During the Association of Writers & Writing Programs annual conference earlier this month, we challenged our JHU Press authors to write on the theme “Kill your darlings.” We asked: What poem, line, stanza, or piece of brilliant work have you sacrificed for the greater good? Has this piece or well-turned phrase found its way into another poem, short story, or into your subconscious to use at another time? Inspired, we turned to our own talented staff and posed the same questions. Read on to see what they had to say. And check our archives to learn how poets Peter Filkins and X. J. Kennedy responded. 

By Michele Callaghan, manuscript editor

In response to this call for “darlings”—lines of poetry that we loved but had to let languish or even kill because we could not find a home for them—I went through decades of poetry ideas. Some have stood the test of time. Others—scribbled on old papers, envelopes, and notebooks of all sizes and typed on onion skin—are better left to the ages. I realized that my poetry has gone through stages, including the teen-heart-on-a-sleeve phase, the faux-e.e.-cummings phase, and the beginning-of-finding-my-voice-in-the-classics phase.

Here are two “darlings.” If you can finish them, let me know!

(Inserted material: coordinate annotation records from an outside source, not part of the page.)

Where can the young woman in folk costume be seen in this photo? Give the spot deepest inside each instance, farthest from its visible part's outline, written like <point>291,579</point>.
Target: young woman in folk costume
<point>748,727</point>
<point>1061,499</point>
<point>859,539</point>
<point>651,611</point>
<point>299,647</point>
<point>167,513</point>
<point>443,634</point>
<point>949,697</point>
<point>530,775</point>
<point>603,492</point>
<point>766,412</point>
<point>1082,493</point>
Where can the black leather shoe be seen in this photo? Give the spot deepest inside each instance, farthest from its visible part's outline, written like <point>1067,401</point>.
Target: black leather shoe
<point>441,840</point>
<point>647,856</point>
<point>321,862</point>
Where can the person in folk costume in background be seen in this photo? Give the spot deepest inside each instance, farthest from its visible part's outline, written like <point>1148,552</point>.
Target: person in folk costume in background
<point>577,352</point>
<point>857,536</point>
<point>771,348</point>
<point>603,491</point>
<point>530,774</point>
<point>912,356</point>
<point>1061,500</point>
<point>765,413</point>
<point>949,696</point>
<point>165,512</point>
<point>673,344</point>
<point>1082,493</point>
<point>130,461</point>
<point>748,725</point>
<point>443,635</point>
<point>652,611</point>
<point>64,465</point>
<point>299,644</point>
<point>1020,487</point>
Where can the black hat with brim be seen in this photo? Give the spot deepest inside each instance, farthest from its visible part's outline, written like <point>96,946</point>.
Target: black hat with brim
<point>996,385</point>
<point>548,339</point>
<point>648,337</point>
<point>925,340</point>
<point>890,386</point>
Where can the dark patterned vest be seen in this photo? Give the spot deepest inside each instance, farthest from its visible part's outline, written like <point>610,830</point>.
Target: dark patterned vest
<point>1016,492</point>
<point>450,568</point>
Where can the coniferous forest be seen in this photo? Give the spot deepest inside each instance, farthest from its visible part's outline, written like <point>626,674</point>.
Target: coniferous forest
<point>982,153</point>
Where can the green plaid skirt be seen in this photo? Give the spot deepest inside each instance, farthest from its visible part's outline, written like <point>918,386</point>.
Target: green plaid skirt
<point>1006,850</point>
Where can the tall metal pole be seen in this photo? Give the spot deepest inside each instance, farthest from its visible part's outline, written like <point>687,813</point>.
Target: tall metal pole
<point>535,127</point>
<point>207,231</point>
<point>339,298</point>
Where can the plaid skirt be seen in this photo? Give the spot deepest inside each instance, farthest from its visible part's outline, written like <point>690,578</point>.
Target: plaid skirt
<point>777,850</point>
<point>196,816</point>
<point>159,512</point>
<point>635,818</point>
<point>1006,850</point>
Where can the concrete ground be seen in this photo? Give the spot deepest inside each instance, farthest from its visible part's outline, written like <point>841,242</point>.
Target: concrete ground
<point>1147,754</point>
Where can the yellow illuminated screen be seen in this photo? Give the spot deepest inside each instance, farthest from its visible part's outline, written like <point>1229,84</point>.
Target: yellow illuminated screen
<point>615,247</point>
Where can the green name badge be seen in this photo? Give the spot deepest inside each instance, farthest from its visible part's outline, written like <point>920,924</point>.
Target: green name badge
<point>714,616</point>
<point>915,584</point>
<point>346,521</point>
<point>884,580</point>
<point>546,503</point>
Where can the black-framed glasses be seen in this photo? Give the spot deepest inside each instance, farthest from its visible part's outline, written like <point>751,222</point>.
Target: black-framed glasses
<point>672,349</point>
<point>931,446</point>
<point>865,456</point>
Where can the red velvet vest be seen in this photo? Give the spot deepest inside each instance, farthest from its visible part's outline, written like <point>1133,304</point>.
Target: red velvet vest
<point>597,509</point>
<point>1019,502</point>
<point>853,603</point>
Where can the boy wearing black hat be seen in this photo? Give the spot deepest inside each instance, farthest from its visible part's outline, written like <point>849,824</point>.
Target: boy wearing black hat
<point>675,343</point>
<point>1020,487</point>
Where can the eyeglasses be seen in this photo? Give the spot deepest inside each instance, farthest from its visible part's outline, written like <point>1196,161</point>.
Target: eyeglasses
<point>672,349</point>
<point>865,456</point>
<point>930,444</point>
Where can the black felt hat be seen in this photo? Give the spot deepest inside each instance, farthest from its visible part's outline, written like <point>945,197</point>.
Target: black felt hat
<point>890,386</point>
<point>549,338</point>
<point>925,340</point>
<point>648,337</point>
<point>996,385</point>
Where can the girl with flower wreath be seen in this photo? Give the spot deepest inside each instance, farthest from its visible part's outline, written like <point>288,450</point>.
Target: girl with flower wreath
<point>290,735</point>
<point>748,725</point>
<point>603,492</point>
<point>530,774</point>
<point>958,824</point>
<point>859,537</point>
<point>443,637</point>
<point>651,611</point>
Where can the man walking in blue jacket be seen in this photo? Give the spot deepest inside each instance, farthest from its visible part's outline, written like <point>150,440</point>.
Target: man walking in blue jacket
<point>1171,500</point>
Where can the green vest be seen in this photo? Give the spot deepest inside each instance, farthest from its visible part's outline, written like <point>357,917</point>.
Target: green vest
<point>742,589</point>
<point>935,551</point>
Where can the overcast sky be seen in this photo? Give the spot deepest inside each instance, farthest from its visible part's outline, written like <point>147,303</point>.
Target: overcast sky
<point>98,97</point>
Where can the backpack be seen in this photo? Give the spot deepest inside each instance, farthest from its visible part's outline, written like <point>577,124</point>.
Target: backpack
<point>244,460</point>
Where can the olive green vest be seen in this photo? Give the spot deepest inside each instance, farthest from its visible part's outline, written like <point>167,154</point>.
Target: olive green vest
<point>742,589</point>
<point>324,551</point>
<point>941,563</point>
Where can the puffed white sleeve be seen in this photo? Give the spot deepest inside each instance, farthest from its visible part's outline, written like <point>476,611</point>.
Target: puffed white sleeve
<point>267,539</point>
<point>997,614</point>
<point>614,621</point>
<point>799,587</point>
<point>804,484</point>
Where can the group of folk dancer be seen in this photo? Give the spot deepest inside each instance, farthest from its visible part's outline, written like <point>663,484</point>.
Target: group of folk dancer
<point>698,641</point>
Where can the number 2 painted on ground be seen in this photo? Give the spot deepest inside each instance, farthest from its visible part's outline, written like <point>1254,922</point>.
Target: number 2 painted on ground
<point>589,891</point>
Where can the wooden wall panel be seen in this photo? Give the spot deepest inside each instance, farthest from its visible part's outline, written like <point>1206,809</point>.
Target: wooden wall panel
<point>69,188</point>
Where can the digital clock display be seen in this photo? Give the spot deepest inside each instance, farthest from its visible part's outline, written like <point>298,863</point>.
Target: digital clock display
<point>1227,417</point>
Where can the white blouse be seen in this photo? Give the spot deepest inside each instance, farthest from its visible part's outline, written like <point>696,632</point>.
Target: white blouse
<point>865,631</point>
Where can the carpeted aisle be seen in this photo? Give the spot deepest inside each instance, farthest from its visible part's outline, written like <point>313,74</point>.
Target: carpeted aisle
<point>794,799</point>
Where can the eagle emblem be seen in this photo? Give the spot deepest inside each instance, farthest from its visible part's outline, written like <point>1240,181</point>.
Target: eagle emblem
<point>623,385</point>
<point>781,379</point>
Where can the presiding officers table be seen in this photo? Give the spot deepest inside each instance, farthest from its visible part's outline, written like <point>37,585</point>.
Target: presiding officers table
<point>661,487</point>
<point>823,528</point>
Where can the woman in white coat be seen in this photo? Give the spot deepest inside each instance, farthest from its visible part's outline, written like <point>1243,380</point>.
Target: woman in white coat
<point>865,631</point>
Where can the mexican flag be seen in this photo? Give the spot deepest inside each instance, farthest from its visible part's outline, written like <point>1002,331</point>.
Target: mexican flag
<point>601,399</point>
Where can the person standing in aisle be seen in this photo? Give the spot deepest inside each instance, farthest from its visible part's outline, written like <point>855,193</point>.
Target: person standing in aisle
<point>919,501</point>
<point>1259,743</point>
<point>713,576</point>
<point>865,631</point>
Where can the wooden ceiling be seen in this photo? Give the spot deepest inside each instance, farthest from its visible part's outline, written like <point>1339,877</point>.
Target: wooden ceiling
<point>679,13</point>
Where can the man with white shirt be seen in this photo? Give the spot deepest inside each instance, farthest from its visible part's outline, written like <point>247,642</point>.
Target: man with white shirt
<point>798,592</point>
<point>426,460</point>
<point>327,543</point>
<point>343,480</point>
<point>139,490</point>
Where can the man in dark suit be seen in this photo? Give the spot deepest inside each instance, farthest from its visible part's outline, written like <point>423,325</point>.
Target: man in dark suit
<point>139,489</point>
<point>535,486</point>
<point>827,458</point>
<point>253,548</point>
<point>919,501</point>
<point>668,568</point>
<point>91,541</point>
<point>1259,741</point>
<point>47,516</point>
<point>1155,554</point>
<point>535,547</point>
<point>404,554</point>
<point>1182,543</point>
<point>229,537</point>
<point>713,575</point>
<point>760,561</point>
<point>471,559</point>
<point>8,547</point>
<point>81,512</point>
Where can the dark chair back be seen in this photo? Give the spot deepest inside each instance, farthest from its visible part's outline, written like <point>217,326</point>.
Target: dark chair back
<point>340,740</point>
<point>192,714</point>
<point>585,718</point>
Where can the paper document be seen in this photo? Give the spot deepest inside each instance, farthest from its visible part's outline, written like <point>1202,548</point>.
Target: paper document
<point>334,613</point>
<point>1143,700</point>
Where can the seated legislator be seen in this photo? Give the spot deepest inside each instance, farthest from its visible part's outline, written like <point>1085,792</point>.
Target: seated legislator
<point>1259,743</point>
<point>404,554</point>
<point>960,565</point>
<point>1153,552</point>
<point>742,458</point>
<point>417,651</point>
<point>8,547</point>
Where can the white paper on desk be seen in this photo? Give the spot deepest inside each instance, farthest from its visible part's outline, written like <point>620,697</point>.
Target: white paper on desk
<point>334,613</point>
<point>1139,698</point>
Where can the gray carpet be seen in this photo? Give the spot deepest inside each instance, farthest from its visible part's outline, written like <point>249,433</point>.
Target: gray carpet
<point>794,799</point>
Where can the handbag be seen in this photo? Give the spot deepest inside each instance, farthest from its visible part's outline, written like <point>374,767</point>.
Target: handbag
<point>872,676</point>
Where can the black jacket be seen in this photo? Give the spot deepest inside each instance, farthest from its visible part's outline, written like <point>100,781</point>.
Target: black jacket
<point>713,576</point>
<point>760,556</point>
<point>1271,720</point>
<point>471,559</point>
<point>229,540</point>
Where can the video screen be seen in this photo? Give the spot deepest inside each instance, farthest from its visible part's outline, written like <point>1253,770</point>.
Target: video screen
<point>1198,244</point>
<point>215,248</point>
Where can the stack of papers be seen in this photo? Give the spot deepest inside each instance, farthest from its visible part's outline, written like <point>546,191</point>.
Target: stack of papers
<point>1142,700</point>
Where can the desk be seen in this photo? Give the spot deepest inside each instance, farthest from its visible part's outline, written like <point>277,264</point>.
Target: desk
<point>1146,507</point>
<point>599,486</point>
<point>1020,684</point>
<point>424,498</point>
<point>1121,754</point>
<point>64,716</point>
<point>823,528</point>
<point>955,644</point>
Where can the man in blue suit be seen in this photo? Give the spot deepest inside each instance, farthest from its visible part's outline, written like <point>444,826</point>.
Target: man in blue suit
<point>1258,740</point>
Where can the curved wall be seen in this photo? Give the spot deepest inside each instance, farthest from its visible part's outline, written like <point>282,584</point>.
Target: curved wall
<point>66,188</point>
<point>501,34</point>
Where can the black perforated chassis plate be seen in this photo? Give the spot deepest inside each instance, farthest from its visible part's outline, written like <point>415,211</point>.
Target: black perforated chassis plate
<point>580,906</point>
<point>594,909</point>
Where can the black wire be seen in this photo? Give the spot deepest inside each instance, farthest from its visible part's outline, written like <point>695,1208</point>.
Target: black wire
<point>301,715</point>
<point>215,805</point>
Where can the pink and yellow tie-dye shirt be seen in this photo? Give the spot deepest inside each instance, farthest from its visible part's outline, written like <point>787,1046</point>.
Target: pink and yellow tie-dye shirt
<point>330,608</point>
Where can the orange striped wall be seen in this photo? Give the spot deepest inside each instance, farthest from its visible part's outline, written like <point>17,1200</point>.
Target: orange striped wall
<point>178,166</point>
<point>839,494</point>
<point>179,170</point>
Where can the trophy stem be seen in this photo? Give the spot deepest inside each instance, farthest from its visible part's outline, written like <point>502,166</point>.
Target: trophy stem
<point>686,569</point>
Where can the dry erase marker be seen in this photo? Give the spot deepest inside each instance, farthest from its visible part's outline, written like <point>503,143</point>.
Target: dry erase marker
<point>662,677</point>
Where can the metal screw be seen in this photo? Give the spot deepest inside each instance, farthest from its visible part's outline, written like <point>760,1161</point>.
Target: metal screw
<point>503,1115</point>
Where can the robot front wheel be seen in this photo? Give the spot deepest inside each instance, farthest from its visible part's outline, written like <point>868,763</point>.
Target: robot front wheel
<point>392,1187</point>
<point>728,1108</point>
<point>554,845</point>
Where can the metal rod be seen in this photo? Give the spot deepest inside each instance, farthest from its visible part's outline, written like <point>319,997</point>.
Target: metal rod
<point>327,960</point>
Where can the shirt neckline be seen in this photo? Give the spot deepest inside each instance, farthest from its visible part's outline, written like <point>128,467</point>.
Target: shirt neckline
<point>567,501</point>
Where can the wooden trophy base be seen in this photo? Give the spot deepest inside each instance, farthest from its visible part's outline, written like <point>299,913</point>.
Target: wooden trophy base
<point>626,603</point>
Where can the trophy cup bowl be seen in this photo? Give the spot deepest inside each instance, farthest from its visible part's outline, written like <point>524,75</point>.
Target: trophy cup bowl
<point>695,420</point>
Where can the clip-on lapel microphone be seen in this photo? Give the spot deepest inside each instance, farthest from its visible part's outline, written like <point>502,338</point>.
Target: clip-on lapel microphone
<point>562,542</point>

From my classics phase (which I annotated with “first verse good but what the hell am I trying to say?”):

O, glib Odysseus
weaver of words
wearer of disguises
Talk is a tool to mask your face.

The second, a few lines after I lost a baby on April Fools’ Day:

O cruelest of jokes on the cruelest of days
Twice the first has fooled me
Twice it has taken from me.

Although I never finished the poem, the story has a happy ending. Within a year of penning these lines, I gave birth to my daughter, Emily, who is a darn good poet in her own right.